Crise environnementale et risques sanitaires

Al Sharq Al Awsat (29 octobre 2025) consacre un article à la gestion des déchets au Liban. Le journal indique que les sites de traitement de Bourj Hammoud et de Costa Brava approchent de la saturation, et qu’aucun nouveau plan de recyclage n’a été adopté depuis 2021. Le ministère de l’Environnement, cité par le quotidien, reconnaît l’urgence d’une réforme structurelle mais signale le manque de financement. Al Liwa’ (29 octobre 2025) rapporte que la pollution des nappes phréatiques dans la Békaa menace l’approvisionnement en eau potable. Le journal précise que des analyses menées par l’Université libanaise ont révélé des taux élevés de contamination bactérienne.

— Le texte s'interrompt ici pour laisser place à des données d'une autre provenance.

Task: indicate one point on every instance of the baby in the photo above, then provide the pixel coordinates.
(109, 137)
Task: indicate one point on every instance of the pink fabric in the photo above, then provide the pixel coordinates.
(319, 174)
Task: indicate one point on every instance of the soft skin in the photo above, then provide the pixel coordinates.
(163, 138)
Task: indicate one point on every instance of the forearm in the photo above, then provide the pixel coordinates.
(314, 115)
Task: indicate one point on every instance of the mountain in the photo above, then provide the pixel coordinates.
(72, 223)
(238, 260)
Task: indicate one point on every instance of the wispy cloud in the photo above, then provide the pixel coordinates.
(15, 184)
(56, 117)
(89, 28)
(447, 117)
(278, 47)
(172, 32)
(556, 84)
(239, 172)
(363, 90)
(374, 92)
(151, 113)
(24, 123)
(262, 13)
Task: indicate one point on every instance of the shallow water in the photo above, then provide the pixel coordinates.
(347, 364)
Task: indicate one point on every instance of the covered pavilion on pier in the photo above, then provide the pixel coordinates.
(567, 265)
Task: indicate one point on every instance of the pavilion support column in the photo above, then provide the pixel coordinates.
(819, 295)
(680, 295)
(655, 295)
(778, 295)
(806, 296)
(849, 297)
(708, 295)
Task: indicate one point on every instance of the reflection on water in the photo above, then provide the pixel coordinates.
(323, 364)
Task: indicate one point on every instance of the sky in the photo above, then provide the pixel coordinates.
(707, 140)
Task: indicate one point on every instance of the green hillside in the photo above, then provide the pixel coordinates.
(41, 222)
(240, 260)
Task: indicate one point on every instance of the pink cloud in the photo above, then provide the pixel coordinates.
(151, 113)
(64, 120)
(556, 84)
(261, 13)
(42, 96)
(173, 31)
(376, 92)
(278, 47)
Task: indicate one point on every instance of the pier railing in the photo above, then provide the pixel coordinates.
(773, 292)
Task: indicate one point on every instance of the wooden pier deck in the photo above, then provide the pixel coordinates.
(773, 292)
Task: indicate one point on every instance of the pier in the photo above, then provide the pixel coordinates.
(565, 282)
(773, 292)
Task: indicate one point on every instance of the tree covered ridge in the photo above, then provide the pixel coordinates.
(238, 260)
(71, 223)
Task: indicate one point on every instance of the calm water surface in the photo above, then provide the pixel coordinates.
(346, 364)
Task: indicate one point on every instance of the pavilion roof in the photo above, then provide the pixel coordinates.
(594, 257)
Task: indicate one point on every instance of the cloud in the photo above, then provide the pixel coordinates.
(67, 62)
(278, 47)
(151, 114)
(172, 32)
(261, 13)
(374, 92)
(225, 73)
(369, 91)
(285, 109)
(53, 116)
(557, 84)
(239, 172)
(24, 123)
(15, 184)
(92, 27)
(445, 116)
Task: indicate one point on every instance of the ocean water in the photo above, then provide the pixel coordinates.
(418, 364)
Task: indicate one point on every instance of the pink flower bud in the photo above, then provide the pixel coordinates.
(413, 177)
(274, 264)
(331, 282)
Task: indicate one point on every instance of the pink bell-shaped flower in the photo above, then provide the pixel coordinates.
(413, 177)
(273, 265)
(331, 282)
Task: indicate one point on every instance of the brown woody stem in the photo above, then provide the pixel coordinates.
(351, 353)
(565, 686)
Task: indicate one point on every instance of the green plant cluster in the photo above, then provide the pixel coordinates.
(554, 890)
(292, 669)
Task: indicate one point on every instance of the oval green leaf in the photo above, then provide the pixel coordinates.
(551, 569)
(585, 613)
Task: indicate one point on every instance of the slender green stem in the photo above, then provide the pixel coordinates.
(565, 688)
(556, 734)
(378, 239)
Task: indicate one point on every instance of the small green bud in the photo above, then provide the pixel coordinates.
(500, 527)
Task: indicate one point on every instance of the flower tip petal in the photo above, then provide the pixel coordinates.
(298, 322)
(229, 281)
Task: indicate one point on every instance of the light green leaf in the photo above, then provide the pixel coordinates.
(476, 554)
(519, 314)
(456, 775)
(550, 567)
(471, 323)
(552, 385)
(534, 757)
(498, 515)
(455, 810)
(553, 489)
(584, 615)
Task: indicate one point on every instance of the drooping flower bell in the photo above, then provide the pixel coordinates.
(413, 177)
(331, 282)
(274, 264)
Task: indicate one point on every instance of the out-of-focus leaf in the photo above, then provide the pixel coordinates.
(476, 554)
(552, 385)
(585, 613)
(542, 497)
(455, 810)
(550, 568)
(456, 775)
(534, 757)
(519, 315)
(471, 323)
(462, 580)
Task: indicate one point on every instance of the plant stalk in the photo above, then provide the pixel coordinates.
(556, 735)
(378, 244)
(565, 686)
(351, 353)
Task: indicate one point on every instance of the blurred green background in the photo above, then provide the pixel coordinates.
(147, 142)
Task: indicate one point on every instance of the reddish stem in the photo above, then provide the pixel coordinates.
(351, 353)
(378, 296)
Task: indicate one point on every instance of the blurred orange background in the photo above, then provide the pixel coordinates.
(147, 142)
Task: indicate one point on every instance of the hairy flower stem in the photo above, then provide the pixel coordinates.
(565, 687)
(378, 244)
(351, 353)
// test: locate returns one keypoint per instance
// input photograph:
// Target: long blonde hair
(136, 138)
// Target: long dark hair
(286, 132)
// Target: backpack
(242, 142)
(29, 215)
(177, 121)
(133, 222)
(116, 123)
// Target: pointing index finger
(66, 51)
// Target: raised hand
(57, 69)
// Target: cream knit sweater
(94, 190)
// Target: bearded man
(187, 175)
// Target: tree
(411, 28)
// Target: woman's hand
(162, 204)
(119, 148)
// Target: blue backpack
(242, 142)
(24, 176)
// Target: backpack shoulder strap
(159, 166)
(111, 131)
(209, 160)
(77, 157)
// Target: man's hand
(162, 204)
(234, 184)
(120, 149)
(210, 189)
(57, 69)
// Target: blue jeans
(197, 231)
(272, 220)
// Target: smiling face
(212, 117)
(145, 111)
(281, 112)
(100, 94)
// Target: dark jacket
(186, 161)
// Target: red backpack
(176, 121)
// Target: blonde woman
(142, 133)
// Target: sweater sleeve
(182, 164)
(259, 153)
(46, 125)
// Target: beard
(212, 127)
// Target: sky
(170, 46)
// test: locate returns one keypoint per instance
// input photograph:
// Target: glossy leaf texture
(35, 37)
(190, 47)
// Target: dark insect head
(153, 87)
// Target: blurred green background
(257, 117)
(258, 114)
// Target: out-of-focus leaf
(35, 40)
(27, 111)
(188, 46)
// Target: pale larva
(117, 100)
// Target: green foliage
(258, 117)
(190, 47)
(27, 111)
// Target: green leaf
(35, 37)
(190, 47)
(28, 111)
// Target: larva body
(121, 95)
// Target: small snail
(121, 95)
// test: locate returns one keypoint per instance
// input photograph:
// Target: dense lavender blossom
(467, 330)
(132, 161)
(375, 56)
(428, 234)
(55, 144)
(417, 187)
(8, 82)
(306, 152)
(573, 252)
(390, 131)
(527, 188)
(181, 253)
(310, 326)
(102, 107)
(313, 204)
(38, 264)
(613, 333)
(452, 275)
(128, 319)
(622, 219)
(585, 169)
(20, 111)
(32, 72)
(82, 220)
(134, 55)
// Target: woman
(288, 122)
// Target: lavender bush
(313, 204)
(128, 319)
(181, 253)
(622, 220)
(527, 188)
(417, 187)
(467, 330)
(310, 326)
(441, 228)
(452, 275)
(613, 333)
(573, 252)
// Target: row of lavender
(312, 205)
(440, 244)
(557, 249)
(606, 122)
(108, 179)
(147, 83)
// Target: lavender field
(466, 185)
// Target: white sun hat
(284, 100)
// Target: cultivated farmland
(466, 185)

Dynamique communautaire et résilience sociale

Nida’ Al Watan (29 octobre 2025) note que malgré la crise, des initiatives locales émergent dans les villages et les quartiers populaires. Le journal cite des exemples de coopératives alimentaires et de programmes communautaires d’entraide. Al Akhbar (29 octobre 2025) rapporte que plusieurs associations de jeunes organisent des actions de nettoyage, des collectes de vivres et des programmes d’alphabétisation pour enfants déscolarisés. Ces efforts, bien que limités, illustrent la résilience d’une société en quête de solutions collectives.
L’ensemble des journaux du 29 octobre 2025 décrit une société libanaise en tension, marquée par la pauvreté, les inégalités régionales, les grèves sectorielles et la dégradation des services essentiels, dans un contexte d’épuisement économique et de dépendance accrue à l’aide internationale.